To compare the precision of the results of both analysts, we compare their standard deviations.
If the standard deviation of one analyst is smaller than the other, it suggests that their results are more consistent and, therefore, more precise.
Now, looking at the options for the first question:
A) Analyst A is more precise than Analyst B
B) Analyst B is more precise than Analyst A
C) Analyst A and Analyst B have the same precision
D) Both analysts have incorrect analyses
E) We need more information to conclude on this matter
To determine which statement is true, compare the standard deviations calculated for both analysts. If the standard deviation for Analyst A is smaller than the standard deviation for Analyst B, then the correct statement is A) Analyst A is more precise than Analyst B. If the standard deviations are equal, then the correct statement is C) Analyst A and Analyst B have the same precision.
Now, for the second question regarding the potential outlier (Trial 7) at a 90% confidence level:
To determine if Trial 7 is an outlier, we need to calculate the upper and lower values of the range where observations are not considered outliers.
For a 90% confidence level, we can use the critical value (Q) of 0.507. Since we have a total of 7 observations, we can calculate the range (R) where values are not considered outliers by multiplying the critical value by the standard deviation: R = Q * standard deviation.

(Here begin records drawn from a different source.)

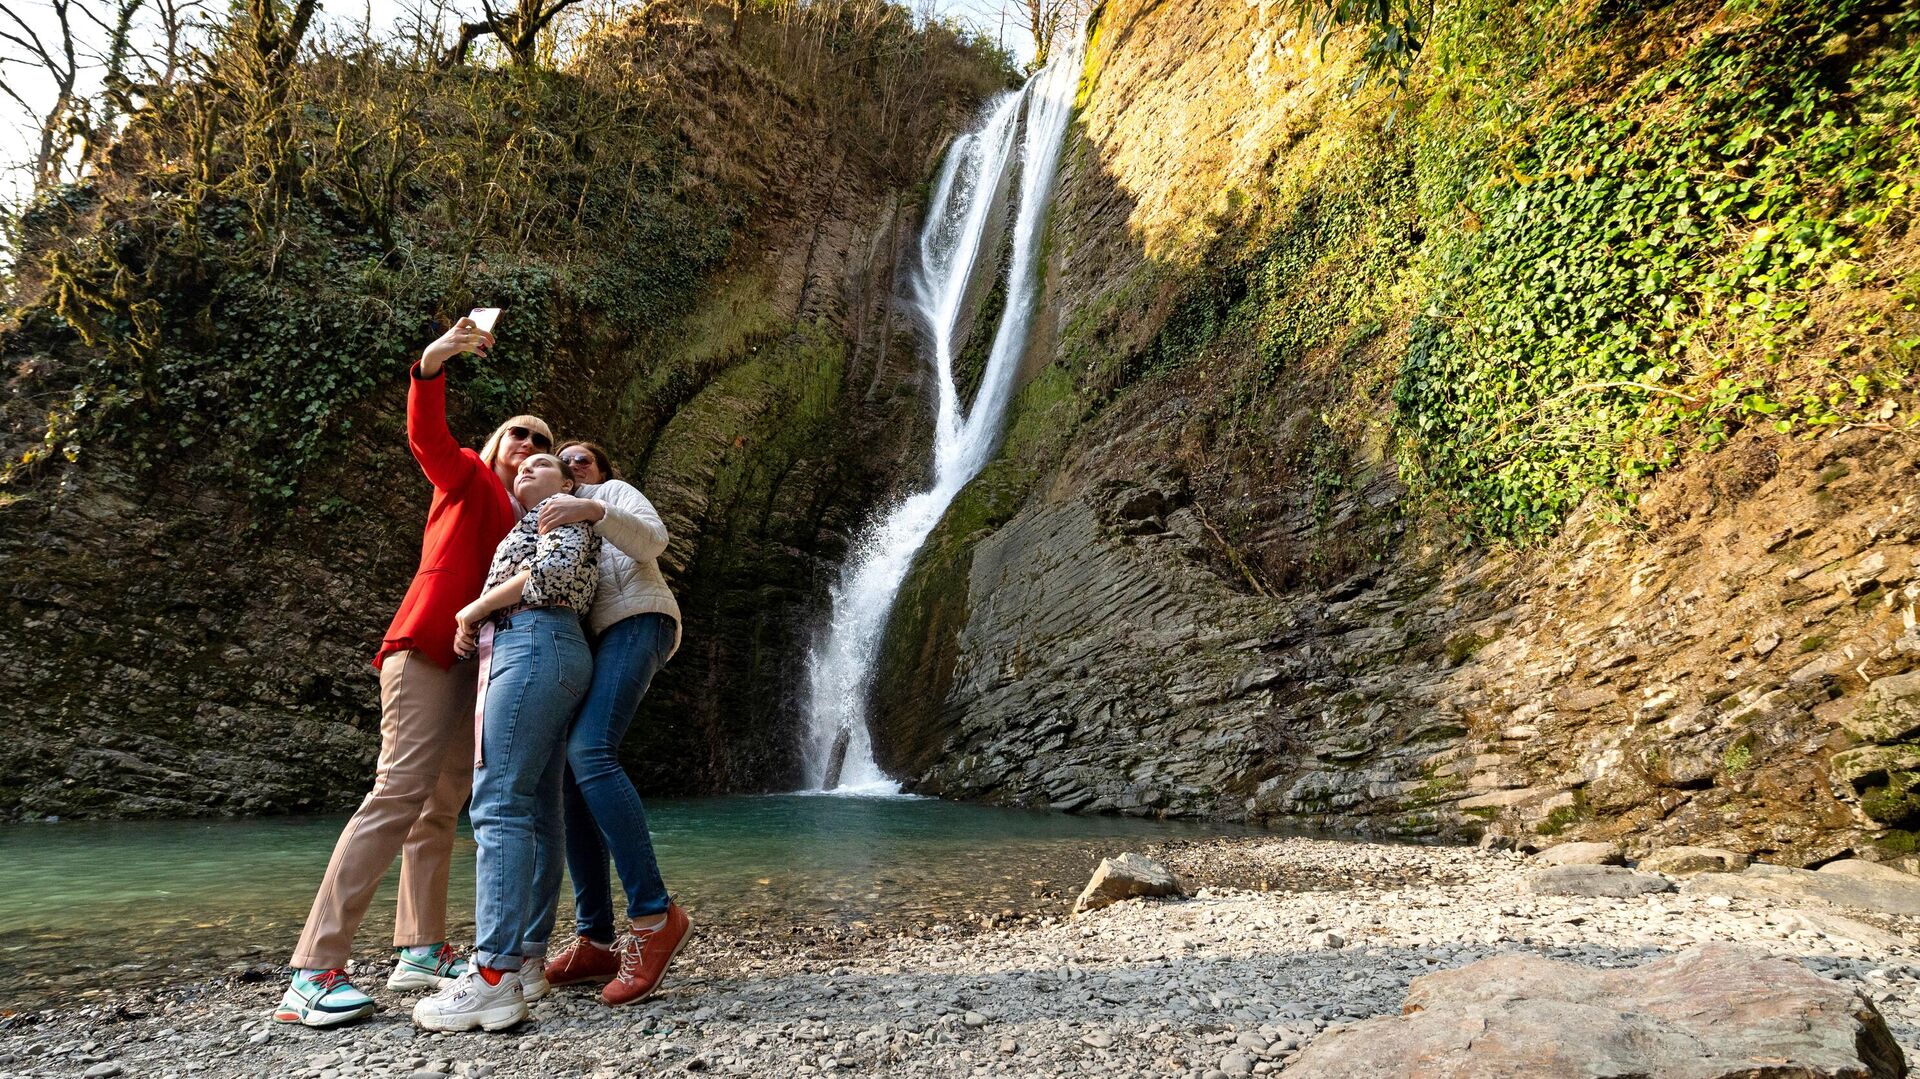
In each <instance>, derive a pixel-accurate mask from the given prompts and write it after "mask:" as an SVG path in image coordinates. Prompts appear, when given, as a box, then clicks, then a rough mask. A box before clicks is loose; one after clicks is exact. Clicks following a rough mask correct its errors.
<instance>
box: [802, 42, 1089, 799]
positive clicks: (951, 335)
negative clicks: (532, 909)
mask: <svg viewBox="0 0 1920 1079" xmlns="http://www.w3.org/2000/svg"><path fill="white" fill-rule="evenodd" d="M1079 65H1081V48H1079V44H1071V46H1068V48H1064V50H1060V54H1056V56H1054V60H1052V61H1050V63H1048V65H1046V67H1044V69H1041V71H1039V73H1035V75H1033V77H1031V79H1029V81H1027V84H1025V86H1023V88H1020V90H1014V92H1010V94H1004V96H1000V98H996V100H993V102H989V104H987V108H985V109H983V111H981V123H979V127H975V129H973V131H972V132H968V134H964V136H960V138H956V140H954V144H952V148H950V150H948V152H947V159H945V161H943V163H941V173H939V179H937V180H935V188H933V200H931V204H929V205H927V221H925V225H924V227H922V230H920V261H918V265H916V267H914V275H912V278H910V282H908V298H910V303H912V307H914V313H916V315H918V317H920V319H922V323H924V328H925V340H927V346H929V351H931V357H929V359H931V361H933V374H935V380H937V415H935V426H933V486H931V488H927V490H924V492H918V493H914V495H910V497H906V499H902V501H900V503H899V505H895V507H893V509H891V511H889V513H885V515H883V516H881V518H879V520H876V522H874V524H872V526H870V528H868V530H866V532H864V534H862V536H860V538H858V540H856V541H854V545H852V551H851V555H849V559H847V564H845V566H843V570H841V580H839V584H837V586H835V587H833V597H831V601H833V609H831V616H829V620H828V624H826V630H824V632H822V635H820V639H818V641H816V645H814V649H812V655H810V657H808V672H806V687H808V699H806V708H808V731H806V747H804V751H806V760H804V764H806V776H808V783H812V785H814V789H828V791H843V793H897V791H899V789H900V785H899V783H897V781H893V779H889V778H887V774H885V772H881V770H879V764H876V762H874V745H872V739H870V735H868V726H866V701H868V691H870V687H872V678H874V662H876V660H877V657H879V645H881V637H883V635H885V632H887V614H889V612H891V611H893V601H895V597H897V595H899V591H900V584H904V582H906V572H908V570H910V568H912V564H914V555H916V553H918V551H920V545H922V543H925V540H927V534H929V532H933V526H935V524H939V520H941V515H945V513H947V507H948V505H952V501H954V497H956V495H958V493H960V490H962V488H966V484H968V482H970V480H972V478H973V476H977V474H979V470H981V468H985V467H987V461H989V459H991V457H993V449H995V444H996V440H998V438H1000V422H1002V420H1004V419H1006V405H1008V399H1010V397H1012V394H1014V374H1016V371H1018V367H1020V355H1021V353H1023V351H1025V348H1027V328H1029V326H1031V323H1033V303H1035V294H1037V292H1039V255H1041V252H1039V246H1041V230H1043V228H1044V225H1046V207H1048V204H1050V200H1052V190H1054V171H1056V169H1058V163H1060V146H1062V142H1064V140H1066V131H1068V117H1069V115H1071V111H1073V90H1075V84H1077V79H1079ZM1016 156H1018V165H1020V169H1018V173H1020V184H1018V192H1014V198H1016V200H1018V202H1016V204H1014V234H1012V263H1010V267H1008V276H1006V307H1004V309H1002V313H1000V323H998V326H995V334H993V349H991V351H989V353H987V369H985V372H983V374H981V380H979V390H975V394H973V403H972V407H962V405H960V390H958V386H956V384H954V349H956V346H958V342H960V340H964V326H962V317H964V315H966V307H968V303H966V298H968V292H970V286H973V284H975V275H977V273H979V271H981V255H983V253H985V252H991V250H993V246H995V242H996V240H998V236H996V234H993V227H995V223H1000V221H1004V219H1002V217H1000V215H996V213H995V209H998V207H1000V205H1002V202H1004V200H1006V198H1008V190H1006V188H1008V186H1010V182H1008V180H1010V179H1012V175H1014V165H1016Z"/></svg>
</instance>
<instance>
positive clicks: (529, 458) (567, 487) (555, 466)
mask: <svg viewBox="0 0 1920 1079" xmlns="http://www.w3.org/2000/svg"><path fill="white" fill-rule="evenodd" d="M507 426H513V424H507ZM522 426H524V424H522ZM534 457H545V459H547V461H553V468H555V470H557V472H559V474H561V480H564V482H566V493H574V492H578V490H580V480H576V478H574V472H572V468H568V467H566V463H564V461H561V459H559V457H557V455H553V453H547V451H540V453H528V455H526V461H532V459H534ZM526 461H520V467H522V468H526Z"/></svg>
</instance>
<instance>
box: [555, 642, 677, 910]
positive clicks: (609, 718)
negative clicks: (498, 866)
mask: <svg viewBox="0 0 1920 1079" xmlns="http://www.w3.org/2000/svg"><path fill="white" fill-rule="evenodd" d="M672 651H674V620H672V618H668V616H666V614H636V616H632V618H622V620H618V622H614V624H612V626H609V628H607V632H605V634H601V635H599V639H597V641H595V647H593V685H591V687H589V689H588V699H586V703H582V705H580V714H578V716H576V718H574V730H572V733H568V735H566V872H568V874H570V875H572V879H574V918H576V925H578V933H580V935H582V937H591V939H595V941H601V943H605V941H612V937H614V925H612V881H611V879H609V875H607V854H609V852H611V854H612V864H614V868H618V870H620V883H622V885H624V887H626V916H628V918H647V916H653V914H660V912H664V910H666V904H668V902H670V900H668V895H666V883H664V881H660V864H659V862H657V860H655V856H653V835H651V833H649V831H647V808H645V806H643V804H641V803H639V791H637V789H634V781H632V779H630V778H628V776H626V768H620V741H624V739H626V728H628V724H632V722H634V710H636V708H639V699H641V697H645V695H647V685H649V683H651V682H653V676H655V674H657V672H659V670H660V666H664V664H666V657H670V655H672ZM549 923H551V922H549Z"/></svg>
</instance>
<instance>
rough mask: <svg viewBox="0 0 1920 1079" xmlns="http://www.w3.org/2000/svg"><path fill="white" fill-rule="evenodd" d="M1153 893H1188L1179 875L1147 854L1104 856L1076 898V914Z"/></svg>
mask: <svg viewBox="0 0 1920 1079" xmlns="http://www.w3.org/2000/svg"><path fill="white" fill-rule="evenodd" d="M1152 895H1187V889H1183V887H1181V881H1179V877H1175V875H1173V872H1171V870H1167V868H1165V866H1162V864H1160V862H1156V860H1152V858H1148V856H1146V854H1121V856H1119V858H1102V860H1100V868H1098V870H1094V872H1092V879H1089V881H1087V887H1085V889H1081V895H1079V899H1075V900H1073V914H1087V912H1089V910H1100V908H1102V906H1114V904H1116V902H1119V900H1123V899H1139V897H1152Z"/></svg>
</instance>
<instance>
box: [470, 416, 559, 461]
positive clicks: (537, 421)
mask: <svg viewBox="0 0 1920 1079" xmlns="http://www.w3.org/2000/svg"><path fill="white" fill-rule="evenodd" d="M513 426H524V428H528V430H538V432H540V434H543V436H547V445H553V428H551V426H547V420H543V419H540V417H513V419H511V420H507V422H503V424H499V426H497V428H493V434H490V436H488V438H486V445H482V447H480V459H482V461H486V467H488V468H493V467H495V465H497V463H499V444H501V442H507V428H513Z"/></svg>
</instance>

If the value of Trial 7 falls within this range (mean ± R), it is not considered an outlier, and we can include it in the computation of the mean. Otherwise, if it falls outside of the range, it is considered an outlier, and we should exclude it.

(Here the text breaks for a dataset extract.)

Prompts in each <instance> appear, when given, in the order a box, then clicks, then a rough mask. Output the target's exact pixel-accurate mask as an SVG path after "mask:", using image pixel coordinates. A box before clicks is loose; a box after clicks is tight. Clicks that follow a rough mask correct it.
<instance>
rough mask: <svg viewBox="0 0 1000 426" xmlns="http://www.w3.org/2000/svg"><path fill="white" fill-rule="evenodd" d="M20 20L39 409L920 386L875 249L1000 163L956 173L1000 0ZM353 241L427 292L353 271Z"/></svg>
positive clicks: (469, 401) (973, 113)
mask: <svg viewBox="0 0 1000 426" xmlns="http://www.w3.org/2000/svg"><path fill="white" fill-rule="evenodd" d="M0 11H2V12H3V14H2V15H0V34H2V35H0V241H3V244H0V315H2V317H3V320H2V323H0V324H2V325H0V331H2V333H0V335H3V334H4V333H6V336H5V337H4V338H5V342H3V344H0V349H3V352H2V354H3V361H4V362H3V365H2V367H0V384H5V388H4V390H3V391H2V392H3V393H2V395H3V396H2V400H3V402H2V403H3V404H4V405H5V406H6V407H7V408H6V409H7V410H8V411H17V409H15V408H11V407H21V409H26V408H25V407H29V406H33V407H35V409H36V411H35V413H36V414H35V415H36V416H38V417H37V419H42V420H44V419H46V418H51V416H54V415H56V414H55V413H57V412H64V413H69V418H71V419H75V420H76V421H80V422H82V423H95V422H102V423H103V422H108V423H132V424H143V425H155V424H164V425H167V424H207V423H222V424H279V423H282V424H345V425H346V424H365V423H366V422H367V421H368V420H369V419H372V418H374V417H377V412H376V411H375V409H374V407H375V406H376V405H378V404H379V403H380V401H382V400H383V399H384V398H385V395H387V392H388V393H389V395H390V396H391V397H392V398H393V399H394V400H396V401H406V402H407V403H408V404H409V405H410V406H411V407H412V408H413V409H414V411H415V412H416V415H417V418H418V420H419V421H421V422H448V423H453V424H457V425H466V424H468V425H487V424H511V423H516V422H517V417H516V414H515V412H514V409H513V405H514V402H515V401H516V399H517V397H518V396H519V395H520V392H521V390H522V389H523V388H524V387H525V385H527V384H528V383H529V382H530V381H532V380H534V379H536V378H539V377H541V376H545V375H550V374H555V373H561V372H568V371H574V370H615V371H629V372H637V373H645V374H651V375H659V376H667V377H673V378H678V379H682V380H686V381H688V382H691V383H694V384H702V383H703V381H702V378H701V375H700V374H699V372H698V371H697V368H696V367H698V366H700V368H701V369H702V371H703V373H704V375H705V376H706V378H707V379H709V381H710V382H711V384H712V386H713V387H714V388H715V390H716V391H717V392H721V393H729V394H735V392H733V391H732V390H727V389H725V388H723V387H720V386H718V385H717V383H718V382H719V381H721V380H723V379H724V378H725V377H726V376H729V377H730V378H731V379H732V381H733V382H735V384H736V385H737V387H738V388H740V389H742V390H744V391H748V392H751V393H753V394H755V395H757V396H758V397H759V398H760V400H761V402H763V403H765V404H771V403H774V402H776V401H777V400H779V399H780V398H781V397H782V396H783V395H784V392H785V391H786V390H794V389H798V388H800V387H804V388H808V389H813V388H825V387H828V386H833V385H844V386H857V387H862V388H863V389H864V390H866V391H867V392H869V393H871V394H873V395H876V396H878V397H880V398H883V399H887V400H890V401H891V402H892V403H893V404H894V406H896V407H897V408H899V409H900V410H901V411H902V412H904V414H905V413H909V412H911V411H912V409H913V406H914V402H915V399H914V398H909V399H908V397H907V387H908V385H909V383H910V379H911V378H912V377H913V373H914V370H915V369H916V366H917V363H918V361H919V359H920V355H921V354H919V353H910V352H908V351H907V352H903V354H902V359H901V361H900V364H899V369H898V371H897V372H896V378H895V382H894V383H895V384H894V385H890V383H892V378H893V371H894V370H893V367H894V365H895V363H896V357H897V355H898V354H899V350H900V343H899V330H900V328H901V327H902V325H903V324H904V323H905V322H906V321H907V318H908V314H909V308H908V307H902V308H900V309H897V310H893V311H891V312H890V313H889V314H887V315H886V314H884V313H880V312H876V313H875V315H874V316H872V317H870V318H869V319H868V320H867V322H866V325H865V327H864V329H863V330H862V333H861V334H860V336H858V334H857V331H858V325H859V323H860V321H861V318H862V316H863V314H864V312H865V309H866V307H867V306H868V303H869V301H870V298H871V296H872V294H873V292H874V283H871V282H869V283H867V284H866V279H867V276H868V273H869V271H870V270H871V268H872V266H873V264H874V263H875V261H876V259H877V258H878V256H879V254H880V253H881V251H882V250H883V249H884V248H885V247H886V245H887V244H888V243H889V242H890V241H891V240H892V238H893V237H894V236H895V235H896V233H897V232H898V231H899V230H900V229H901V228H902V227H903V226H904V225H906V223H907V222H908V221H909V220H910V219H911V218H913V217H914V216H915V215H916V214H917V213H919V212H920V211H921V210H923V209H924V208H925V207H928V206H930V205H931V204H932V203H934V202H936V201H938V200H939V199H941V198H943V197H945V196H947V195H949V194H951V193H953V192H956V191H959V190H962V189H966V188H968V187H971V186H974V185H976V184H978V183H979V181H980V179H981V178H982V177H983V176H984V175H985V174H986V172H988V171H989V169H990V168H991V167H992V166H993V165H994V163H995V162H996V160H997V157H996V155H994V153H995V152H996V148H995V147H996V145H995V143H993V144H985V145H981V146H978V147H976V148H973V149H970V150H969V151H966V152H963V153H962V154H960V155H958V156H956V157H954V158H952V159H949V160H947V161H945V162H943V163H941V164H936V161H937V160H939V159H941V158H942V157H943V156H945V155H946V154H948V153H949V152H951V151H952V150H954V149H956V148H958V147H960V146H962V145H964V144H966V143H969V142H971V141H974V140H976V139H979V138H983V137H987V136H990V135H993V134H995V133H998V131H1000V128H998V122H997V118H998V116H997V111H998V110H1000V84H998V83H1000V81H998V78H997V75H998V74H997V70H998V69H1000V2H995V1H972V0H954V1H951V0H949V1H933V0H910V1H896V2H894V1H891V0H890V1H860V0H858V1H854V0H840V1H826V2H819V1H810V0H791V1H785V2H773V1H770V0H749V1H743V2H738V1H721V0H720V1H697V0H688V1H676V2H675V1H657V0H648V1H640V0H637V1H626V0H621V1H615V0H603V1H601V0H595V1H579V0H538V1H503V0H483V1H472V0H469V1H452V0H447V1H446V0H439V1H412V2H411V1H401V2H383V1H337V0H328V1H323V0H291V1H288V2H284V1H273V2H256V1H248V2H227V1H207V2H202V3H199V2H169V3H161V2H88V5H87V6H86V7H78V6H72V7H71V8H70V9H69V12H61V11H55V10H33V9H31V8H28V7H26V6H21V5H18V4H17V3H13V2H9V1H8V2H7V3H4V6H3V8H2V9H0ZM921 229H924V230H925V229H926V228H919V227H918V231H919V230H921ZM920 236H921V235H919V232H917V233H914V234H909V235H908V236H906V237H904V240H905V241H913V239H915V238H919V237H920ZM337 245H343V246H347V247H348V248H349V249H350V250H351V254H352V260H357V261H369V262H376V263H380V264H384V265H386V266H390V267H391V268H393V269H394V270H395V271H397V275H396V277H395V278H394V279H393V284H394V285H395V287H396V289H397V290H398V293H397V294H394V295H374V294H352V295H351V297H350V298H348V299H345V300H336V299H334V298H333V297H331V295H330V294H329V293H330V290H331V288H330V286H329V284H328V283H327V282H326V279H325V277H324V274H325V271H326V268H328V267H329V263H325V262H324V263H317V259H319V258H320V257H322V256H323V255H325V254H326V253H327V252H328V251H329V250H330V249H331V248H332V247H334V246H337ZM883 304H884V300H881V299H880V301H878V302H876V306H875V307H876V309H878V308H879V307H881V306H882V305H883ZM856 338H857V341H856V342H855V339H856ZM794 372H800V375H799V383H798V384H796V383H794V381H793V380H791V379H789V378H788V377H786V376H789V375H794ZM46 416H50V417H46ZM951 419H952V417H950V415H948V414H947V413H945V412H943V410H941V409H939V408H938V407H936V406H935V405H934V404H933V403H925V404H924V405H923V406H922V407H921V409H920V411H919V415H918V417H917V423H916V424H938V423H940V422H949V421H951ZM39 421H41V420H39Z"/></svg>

So, calculate the mean for the 7 observations (including Trial 7) and calculate the range R by multiplying the critical value (Q) by the standard deviation. Then check if Trial 7 falls within the range (mean ± R) to determine if it is an outlier or not.
1. Calculate the standard deviation for each set and compare
2. Run the Dixon Q test for removing a single outlier and compare Qexpiment vs Q table value of 0.507. If Qexp > 0.507 the outlier may be removed.